It is a quiet film, a bit irritating, even harrowing in places, but it is also monumentally symbolic in a way that few other movies manage to attain. I doubt it would be so worth watching without Johnny Depp's enigmatic performance, but for me it is Gary Farmer who is the real star of the show. And it's a movie that is stuffed full of extraordinary larger than life characters. In many ways it's a series of portraits that intertwine with each other, and that may be why some people have found it too dull. Being more akin to a painting than an action movie.
This film is very much in the style of a black-and-white photograph of the Old West - lots of bearded men in fur coats looking suitably weird. It is intriguing at the start but soon gets tiresome and its dream-like quality becomes irritating. The acting is wooden, and the characters have little appeal. The best scene is the last.
A film of remarkable depth and originality. Independent filmmaker and director Jim Jarmusch has made some really interesting and unusual films and Dead Man is probably his finest work. It's a bizarre, surreal and engrossing story and an allegory for a journey to hell and back again. Set in the late 1800s and meek, mild mannered and slightly effeminate Bill Blake (Johnny Depp) uses up all his meagre savings to travel across America to take up a job as an accountant with a metalwork company owned by the maniacal Dickinson (Robert Mitchum - in his final film). On arrival Blake finds the position has been filled and he is left stranded. Spending the night with a prostitute he ends up killing Dickinson's son in self defence and, badly wounded, he flees into the wilderness. Pursued by three psychopathic bounty hunters Blake is helped by a strange Indian who calls himself Nobody (Gary Farmer).
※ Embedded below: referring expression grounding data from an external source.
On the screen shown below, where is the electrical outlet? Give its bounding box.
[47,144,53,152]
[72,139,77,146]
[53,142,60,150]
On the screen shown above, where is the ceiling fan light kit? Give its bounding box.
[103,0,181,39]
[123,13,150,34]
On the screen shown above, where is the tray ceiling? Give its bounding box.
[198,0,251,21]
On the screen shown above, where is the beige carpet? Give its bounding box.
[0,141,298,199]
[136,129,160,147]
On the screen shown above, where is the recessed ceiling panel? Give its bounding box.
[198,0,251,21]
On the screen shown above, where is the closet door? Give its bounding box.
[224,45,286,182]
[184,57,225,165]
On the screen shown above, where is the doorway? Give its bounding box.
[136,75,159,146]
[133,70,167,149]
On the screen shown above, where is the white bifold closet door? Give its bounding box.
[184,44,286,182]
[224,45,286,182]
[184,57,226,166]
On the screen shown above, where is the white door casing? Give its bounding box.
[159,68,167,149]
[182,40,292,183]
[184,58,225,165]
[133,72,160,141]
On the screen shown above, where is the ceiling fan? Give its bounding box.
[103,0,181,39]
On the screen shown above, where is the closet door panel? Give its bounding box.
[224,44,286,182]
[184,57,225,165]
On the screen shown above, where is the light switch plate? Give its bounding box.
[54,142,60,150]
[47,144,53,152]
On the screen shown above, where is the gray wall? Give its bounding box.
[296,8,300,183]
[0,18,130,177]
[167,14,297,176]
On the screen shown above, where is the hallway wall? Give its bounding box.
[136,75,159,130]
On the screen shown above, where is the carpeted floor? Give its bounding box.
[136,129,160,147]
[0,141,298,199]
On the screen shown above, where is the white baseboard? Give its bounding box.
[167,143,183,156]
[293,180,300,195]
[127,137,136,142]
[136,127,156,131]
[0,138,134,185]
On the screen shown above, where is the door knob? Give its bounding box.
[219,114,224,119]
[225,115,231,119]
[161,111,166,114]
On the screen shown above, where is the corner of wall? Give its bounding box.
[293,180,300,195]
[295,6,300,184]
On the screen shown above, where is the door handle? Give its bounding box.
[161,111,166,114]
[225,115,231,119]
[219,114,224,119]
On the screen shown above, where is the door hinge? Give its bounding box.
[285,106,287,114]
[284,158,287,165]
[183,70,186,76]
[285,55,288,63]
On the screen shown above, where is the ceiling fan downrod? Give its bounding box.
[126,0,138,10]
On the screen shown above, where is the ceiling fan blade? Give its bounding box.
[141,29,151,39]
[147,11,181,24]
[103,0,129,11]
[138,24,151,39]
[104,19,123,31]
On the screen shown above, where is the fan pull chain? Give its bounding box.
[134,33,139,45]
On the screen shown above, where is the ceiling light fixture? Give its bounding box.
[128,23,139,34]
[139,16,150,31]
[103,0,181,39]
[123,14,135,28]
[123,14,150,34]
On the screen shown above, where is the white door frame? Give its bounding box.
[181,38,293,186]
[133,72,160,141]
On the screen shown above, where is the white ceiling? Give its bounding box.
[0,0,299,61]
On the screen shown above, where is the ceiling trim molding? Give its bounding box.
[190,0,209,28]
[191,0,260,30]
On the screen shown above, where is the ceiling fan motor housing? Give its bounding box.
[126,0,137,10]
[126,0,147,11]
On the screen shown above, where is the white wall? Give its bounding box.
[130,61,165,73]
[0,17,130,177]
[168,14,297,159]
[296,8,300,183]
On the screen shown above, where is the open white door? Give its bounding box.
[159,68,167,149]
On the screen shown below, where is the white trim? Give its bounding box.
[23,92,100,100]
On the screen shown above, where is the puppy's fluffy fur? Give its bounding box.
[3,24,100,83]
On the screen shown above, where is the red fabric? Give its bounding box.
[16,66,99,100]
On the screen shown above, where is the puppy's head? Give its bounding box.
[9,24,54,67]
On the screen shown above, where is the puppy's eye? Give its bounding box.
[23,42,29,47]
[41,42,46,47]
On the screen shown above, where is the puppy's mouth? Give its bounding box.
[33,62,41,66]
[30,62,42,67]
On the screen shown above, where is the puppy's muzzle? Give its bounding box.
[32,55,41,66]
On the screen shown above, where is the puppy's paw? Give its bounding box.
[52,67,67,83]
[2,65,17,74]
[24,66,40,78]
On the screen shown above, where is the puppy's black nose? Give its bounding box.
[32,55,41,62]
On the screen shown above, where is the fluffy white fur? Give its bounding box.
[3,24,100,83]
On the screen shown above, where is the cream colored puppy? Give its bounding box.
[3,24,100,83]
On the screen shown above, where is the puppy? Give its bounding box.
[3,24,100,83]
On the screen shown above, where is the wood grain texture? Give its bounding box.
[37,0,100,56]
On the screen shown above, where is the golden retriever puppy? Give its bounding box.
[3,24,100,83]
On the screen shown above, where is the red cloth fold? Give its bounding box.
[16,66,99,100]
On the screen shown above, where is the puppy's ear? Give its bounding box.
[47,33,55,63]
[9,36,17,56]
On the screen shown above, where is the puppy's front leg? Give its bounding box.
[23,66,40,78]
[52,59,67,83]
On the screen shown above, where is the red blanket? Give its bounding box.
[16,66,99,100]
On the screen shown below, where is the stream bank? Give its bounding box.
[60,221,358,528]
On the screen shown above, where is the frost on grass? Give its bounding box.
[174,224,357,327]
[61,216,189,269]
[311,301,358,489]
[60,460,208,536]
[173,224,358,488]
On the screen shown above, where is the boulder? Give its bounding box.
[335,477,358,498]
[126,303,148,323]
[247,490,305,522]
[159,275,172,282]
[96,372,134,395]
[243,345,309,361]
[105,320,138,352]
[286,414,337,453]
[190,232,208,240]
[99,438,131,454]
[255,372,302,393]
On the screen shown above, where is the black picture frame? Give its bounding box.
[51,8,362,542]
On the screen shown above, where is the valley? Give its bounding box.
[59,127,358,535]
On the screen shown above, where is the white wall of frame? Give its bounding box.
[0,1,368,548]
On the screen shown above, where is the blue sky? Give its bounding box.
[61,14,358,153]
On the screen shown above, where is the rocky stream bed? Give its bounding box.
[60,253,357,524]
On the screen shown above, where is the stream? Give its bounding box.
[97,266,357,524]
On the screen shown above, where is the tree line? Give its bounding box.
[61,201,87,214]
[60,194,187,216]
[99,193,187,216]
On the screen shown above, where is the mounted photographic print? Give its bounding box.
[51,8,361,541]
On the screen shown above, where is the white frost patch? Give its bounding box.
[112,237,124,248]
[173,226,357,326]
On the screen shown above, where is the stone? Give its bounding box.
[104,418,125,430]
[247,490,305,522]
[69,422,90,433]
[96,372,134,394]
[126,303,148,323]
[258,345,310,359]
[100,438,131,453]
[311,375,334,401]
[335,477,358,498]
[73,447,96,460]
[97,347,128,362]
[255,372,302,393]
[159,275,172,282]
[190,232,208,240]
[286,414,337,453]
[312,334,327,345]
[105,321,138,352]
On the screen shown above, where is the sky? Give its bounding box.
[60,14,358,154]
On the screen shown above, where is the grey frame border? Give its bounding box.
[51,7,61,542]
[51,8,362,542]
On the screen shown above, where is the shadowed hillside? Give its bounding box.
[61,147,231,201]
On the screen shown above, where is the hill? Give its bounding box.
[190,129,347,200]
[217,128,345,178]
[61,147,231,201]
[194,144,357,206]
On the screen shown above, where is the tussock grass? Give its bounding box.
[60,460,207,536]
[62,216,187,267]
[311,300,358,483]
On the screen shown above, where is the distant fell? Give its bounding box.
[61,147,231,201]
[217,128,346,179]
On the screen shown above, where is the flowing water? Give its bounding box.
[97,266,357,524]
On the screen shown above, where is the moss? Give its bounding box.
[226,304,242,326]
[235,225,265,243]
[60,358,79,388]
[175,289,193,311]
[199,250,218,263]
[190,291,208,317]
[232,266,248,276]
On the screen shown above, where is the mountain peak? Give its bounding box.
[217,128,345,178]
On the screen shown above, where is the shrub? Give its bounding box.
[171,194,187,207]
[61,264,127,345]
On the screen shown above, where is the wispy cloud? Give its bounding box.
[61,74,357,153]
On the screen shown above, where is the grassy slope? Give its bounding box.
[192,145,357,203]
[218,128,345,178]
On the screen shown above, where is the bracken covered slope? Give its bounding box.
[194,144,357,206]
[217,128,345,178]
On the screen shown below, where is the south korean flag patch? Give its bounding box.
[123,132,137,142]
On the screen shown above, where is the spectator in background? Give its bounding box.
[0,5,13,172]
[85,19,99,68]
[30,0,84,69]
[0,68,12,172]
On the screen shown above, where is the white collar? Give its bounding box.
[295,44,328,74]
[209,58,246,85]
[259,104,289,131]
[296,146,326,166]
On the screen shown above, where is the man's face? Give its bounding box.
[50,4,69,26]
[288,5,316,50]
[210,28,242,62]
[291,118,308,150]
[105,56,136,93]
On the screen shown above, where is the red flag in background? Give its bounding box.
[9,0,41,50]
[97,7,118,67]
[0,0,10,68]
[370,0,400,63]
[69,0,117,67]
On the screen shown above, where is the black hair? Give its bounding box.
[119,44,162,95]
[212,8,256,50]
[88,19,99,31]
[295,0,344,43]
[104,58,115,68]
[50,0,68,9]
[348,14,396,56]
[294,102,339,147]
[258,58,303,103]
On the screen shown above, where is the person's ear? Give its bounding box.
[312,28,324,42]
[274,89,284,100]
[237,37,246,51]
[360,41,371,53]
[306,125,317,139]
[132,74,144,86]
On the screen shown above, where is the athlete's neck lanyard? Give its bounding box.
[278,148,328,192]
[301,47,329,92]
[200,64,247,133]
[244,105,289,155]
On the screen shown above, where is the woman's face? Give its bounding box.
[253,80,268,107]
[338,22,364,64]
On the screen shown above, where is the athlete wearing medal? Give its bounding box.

The journey becomes a spiritual one littered with dangerous and grotesque characters and with each encounter Blake finds violence is the easy way to continue his journey. This film reads as an anti-western, it's a really engrossing and clever movie and has a strange, dreamlike beauty to it. The support cast are exceptional and includes John Hurt, Lance Henricksen, Billy Bob Thornton, Iggy Pop, Jared Harris and Alfred Molina. Essentially an odyssey story, structured like a Greek mythological tale, full of mysticism and atmosphere. It's a film that will leave an impression I guarantee.